More than half of published psychology papers cannot be replicated

The uncertainty of science: An attempt to replicate 98 different psychological research studies has found that significantly less than half could be replicated.

In the biggest project of its kind, Brian Nosek, a social psychologist and head of the Center for Open Science in Charlottesville, Virginia, and 269 co-authors repeated work reported in 98 original papers from three psychology journals, to see if they independently came up with the same results. The studies they took on ranged from whether expressing insecurities perpetuates them to differences in how children and adults respond to fear stimuli, to effective ways to teach arithmetic.

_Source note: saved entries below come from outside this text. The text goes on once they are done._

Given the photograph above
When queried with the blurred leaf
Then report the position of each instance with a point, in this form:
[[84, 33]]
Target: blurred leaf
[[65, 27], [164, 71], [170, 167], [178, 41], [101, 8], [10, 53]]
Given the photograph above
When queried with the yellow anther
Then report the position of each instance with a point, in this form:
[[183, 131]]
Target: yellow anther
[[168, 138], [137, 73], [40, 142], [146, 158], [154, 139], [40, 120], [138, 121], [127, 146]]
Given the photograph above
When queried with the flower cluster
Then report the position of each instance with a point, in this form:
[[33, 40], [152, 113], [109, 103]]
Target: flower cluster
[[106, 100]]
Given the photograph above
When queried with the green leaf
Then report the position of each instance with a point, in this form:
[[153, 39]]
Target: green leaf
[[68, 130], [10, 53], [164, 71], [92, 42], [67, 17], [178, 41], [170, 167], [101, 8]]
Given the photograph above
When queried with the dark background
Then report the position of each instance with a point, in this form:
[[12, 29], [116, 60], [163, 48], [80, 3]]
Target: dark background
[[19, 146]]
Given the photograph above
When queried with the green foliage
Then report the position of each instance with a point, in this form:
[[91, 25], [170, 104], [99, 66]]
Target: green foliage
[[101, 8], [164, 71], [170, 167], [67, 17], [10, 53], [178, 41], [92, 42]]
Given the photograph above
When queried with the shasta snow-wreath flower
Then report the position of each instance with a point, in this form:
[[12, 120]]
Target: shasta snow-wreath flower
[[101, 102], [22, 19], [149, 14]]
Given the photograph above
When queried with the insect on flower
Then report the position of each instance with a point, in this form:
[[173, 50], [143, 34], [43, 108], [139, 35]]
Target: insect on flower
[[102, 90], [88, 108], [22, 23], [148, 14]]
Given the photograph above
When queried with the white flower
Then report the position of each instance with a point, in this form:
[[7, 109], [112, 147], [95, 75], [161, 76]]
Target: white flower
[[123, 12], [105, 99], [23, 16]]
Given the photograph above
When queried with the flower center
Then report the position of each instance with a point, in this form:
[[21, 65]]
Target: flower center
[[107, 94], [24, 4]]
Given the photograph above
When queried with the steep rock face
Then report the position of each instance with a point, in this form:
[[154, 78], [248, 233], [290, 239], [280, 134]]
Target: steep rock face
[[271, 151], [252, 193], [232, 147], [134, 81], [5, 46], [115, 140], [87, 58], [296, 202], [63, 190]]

According to the replicators’ qualitative assessments, as previously reported by Nature, only 39 of the 100 replication attempts were successful. … There is no way of knowing whether any individual paper is true or false from this work, says Nosek. Either the original or the replication work could be flawed, or crucial differences between the two might be unappreciated. Overall, however, the project points to widespread publication of work that does not stand up to scrutiny. [emphasis mine]

None of this surprises me. The focus of much science research, especially in the soft sciences like psychology, is statistical in nature and easily manipulated. In fact, most of it isn’t science at all, but an attempt to use mere statistics to prove a point. Science would instead try to find out why something happens, not just demonstrate through statistics that it does.